Had she told me then, or anytime over the five years before including it in her book [“Chasing Hillary: Ten Years, Two Presidential Campaigns, and One Intact Glass Ceiling“], I would have immediately apologized to her. I hope she accepts my doing so now.

Since only she and I know the circumstances, I want to—maybe for better, but probably for worse—provide background and expand this dialogue. Given the discussion Amy and I were having, the context of the analogy was clear.

I could have and should have made my point in a less colorful way. Amy and I disagreed over her use of what I felt was a very personal anecdote about me that I shared over a breakfast, our very first meeting. Because it was a casual, get-to-know-you meeting over a meal, I reasonably assumed it was off the record.

She later made the point that I never said so and only assumed so. That is 100 percent accurate.

So in an effort to have a constructive relationship going forward, I wanted us to come to an understanding so that not every one of our ongoing interactions had to be formally defined.

Ironically, in another movie reference, this time to the levels within levels of “Inception,” the anecdote in the book was itself an off-the-record conversation about our original off-the-record conversation.

This book is further proof of what many of my colleagues and many of her colleagues, female as much as male, questioned about Amy’s practices as a reporter.

I offer this as an explanation, not an excuse. There is no excuse for making any woman uncomfortable, and for that I apologize.
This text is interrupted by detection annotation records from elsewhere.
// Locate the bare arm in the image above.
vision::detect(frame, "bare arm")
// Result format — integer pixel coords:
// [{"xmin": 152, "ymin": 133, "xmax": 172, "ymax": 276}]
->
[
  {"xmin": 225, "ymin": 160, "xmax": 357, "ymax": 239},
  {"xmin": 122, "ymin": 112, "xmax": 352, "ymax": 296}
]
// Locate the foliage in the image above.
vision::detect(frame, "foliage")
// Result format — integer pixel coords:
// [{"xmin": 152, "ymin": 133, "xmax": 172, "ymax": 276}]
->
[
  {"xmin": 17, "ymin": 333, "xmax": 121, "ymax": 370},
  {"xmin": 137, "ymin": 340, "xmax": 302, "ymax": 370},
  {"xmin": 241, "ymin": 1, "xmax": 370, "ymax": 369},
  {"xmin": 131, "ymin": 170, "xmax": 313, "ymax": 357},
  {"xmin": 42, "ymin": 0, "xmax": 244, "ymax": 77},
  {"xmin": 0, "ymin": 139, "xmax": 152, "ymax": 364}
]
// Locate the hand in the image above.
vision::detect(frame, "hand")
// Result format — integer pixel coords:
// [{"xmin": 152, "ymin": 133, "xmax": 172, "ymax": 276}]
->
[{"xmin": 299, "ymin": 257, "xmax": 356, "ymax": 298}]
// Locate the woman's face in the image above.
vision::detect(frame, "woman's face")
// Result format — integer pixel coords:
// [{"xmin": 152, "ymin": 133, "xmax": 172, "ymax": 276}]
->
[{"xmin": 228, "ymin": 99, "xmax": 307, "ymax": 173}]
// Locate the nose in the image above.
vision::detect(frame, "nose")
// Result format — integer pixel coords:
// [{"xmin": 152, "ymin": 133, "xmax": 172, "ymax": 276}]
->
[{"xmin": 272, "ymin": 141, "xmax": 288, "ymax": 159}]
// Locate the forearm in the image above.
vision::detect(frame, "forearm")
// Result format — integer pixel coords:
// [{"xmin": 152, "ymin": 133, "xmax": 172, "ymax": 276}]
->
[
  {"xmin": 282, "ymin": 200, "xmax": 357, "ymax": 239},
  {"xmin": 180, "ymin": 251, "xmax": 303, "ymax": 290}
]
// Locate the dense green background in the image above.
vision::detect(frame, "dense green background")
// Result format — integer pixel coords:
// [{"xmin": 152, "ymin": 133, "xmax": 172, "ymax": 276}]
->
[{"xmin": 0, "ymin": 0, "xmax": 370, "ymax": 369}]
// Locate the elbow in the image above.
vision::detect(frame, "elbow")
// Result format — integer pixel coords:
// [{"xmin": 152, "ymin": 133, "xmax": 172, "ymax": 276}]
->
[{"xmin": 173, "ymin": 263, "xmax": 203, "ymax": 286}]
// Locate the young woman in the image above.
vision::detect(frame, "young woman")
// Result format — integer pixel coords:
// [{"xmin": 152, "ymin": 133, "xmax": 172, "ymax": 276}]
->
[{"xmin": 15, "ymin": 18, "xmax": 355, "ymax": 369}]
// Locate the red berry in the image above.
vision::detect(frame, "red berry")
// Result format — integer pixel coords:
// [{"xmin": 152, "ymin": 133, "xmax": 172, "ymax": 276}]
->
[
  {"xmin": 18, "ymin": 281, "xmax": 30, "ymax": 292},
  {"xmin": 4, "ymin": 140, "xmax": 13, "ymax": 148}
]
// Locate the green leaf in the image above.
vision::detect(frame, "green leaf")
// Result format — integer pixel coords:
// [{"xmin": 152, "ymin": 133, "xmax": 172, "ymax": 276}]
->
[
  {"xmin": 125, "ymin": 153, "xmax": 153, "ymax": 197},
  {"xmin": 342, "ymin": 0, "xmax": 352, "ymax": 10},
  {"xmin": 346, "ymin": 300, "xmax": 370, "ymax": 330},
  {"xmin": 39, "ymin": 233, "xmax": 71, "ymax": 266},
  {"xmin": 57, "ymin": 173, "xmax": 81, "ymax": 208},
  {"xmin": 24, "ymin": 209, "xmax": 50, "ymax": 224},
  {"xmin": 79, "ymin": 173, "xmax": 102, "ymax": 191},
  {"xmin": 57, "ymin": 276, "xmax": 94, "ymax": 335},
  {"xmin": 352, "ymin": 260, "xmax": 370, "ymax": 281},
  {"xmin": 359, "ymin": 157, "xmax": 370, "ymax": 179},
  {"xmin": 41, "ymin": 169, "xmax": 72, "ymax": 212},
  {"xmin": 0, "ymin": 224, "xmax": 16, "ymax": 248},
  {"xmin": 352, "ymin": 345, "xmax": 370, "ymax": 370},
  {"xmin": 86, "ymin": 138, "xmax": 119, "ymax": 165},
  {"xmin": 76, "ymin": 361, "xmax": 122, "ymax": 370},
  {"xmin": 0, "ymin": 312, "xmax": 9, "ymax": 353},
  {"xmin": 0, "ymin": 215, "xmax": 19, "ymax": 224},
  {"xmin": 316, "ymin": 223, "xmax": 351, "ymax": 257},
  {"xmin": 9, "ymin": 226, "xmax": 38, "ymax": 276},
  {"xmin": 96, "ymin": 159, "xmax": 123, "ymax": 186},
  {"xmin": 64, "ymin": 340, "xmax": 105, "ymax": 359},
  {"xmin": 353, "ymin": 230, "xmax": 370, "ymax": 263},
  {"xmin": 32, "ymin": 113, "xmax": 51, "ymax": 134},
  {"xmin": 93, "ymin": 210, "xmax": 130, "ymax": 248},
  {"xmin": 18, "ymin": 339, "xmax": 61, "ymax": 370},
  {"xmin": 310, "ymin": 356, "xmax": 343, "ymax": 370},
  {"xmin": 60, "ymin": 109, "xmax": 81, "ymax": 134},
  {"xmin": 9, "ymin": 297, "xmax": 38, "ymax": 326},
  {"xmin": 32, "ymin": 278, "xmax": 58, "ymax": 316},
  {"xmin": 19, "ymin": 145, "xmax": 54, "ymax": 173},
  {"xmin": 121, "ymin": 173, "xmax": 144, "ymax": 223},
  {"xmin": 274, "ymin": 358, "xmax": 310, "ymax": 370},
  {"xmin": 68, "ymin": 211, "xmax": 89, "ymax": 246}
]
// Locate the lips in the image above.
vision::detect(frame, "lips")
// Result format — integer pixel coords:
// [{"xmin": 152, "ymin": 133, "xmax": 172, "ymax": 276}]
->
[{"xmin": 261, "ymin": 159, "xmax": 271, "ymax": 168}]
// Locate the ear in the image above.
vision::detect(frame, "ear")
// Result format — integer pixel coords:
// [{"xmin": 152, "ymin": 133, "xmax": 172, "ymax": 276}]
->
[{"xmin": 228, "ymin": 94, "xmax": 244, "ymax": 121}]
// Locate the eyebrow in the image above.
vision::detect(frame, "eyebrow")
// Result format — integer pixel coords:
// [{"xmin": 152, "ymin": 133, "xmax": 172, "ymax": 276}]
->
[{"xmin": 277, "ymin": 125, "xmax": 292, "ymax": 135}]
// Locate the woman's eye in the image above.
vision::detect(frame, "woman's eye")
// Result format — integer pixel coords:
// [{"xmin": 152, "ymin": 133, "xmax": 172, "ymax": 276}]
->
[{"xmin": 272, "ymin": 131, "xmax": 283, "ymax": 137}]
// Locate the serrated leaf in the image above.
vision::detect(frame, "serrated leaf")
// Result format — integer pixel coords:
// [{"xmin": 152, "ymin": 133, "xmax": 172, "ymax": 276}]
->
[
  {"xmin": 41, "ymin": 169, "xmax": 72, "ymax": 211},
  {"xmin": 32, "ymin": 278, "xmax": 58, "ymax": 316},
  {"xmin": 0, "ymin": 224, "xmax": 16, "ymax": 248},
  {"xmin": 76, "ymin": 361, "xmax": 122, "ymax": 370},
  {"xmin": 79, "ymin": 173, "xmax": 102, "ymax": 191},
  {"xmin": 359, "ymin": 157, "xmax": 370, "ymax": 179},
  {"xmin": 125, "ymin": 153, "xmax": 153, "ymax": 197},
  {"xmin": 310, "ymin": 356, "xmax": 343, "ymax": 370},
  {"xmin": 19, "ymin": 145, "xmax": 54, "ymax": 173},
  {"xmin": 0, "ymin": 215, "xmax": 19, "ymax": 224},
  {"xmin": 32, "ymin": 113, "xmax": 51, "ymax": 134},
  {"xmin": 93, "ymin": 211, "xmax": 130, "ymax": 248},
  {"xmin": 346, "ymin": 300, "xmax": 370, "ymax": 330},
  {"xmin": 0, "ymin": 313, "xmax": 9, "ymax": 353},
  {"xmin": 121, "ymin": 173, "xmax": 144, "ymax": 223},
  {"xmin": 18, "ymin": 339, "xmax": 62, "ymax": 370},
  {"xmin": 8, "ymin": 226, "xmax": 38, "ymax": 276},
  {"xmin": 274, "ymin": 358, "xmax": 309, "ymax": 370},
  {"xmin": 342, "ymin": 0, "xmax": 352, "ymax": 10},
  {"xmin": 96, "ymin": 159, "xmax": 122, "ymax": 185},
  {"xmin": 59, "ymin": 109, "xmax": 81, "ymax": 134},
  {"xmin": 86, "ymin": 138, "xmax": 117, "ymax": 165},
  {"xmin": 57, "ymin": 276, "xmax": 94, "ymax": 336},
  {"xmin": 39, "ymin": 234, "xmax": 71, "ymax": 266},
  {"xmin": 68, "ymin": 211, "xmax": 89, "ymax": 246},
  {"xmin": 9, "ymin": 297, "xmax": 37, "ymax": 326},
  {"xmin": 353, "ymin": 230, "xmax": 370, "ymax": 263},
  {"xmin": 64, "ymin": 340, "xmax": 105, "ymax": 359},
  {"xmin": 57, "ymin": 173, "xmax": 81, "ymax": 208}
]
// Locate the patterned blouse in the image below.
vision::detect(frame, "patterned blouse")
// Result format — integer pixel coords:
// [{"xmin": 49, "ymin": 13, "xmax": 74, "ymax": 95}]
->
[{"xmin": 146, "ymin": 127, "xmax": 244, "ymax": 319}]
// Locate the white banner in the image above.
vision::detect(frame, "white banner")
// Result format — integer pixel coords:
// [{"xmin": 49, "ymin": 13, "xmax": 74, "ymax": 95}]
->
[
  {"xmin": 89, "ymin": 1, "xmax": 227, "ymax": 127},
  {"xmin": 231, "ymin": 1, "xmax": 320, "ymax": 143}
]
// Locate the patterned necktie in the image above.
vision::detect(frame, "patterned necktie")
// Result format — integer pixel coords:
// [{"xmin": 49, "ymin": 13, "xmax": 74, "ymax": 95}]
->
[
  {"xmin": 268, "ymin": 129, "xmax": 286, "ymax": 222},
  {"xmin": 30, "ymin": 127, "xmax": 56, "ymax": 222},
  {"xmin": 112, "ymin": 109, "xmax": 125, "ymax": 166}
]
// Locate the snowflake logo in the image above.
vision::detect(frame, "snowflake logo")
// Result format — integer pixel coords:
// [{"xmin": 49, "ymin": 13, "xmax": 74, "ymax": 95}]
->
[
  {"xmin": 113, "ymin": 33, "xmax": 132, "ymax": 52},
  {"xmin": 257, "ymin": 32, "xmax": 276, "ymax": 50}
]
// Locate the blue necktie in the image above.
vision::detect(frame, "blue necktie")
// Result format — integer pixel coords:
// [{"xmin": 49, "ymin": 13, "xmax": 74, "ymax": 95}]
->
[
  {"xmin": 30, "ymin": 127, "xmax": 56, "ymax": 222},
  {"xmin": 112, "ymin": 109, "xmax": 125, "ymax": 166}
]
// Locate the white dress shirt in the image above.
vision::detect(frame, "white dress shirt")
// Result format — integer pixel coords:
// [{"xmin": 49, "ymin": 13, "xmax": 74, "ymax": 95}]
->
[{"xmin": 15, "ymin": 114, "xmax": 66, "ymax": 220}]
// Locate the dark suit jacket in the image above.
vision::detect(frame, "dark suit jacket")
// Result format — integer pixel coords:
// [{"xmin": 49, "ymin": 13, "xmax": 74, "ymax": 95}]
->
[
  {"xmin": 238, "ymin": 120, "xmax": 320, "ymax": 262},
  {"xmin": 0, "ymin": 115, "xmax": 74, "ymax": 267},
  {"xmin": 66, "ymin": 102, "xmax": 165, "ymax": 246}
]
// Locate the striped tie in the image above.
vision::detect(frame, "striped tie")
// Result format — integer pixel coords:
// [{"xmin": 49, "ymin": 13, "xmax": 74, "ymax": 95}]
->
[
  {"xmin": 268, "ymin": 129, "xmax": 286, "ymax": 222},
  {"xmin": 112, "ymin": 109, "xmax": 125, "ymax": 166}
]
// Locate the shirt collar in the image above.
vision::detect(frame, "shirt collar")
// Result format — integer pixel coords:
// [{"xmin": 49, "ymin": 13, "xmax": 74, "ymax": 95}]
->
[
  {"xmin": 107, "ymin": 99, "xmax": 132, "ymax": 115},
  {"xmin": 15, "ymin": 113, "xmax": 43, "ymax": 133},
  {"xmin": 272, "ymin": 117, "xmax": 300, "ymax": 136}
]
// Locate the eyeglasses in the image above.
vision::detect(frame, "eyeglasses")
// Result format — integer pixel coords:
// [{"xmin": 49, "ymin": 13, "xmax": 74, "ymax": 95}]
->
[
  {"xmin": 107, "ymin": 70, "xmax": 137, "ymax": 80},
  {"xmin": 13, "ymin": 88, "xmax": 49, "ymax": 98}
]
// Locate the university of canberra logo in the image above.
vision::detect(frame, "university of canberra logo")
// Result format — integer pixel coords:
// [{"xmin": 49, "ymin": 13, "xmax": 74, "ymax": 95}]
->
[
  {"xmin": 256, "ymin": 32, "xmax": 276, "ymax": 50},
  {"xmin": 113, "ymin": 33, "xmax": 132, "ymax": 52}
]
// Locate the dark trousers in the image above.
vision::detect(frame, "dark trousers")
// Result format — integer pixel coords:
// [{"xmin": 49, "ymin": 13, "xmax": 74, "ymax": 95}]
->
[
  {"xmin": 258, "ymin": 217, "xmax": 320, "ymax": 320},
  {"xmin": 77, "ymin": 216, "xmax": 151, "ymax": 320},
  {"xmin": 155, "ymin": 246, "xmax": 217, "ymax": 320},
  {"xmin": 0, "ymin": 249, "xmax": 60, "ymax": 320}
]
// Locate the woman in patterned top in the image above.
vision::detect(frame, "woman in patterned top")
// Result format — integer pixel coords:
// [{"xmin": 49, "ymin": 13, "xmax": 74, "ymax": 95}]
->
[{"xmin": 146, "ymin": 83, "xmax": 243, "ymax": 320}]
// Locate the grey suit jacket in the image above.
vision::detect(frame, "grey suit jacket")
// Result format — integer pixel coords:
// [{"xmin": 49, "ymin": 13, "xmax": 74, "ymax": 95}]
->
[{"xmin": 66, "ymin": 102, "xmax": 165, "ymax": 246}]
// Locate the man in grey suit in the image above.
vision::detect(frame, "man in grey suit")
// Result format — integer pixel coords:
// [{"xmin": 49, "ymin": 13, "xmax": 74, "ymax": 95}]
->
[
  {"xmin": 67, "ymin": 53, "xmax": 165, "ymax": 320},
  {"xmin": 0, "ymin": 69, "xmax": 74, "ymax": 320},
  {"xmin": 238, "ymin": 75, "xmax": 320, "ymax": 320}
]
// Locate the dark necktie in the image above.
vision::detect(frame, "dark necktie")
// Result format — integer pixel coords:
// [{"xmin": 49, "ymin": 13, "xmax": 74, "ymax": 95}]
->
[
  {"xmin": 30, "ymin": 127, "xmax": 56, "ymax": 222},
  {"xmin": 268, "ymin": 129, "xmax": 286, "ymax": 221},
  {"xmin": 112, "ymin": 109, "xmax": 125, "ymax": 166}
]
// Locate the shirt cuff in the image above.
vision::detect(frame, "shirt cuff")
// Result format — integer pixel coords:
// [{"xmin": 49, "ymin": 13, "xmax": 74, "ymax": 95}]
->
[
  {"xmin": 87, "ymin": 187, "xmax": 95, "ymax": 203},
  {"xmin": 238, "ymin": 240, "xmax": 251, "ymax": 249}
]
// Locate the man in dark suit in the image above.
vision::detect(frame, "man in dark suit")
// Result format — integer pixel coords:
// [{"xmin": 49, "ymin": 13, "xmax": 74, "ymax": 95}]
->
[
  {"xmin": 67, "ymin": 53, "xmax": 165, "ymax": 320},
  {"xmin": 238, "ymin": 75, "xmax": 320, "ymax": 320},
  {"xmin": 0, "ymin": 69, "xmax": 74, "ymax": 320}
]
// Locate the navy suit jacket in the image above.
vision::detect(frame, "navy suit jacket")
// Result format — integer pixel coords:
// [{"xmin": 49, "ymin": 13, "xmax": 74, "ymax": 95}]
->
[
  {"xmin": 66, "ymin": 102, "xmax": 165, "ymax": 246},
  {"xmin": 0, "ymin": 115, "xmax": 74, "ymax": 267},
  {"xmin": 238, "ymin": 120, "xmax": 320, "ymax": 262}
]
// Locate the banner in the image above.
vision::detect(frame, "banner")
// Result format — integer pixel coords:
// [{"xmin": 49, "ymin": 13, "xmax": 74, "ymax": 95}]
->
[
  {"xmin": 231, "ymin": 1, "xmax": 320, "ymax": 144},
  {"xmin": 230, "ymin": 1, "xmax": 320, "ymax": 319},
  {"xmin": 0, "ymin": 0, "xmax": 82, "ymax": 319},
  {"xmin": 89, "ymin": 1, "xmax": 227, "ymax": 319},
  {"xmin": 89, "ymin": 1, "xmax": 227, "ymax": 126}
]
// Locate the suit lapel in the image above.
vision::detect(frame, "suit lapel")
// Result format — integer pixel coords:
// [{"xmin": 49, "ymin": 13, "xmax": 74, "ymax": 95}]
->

There is also no excuse for a book full of errors that she refuses to take responsibility for. My single clumsy comment five years ago should not excuse her dozens of professional lapses since.

We are both guilty. But only one of us is admitting it. I won’t pretend to know what it’s like covering a political campaign as a reporter. I only know what it’s like being covered.

No matter the circumstances, we as individuals all need to reassess our words and actions. But accusing an entire organization—especially Hillary Clinton’s—of misogynistic behavior is very serious. And in this case both unfounded and, to be frank, convenient.

Amy’s book, though, does provide a unique window into the mindset and conduct of the country’s most important newspaper, The New York Times. It is no secret that for years we have had serious disagreements with their coverage of anyone named Clinton.

We have on several occasions requested the opportunity to discuss our concerns. My clumsy references to tapes was to the Trump-Comey saga—not a threat to Amy.

I should have merely stated as a matter of fact that in my own book, I will be writing about some of those interactions which were recorded, ironically in an effort to expand on many of the same points Amy makes in her book.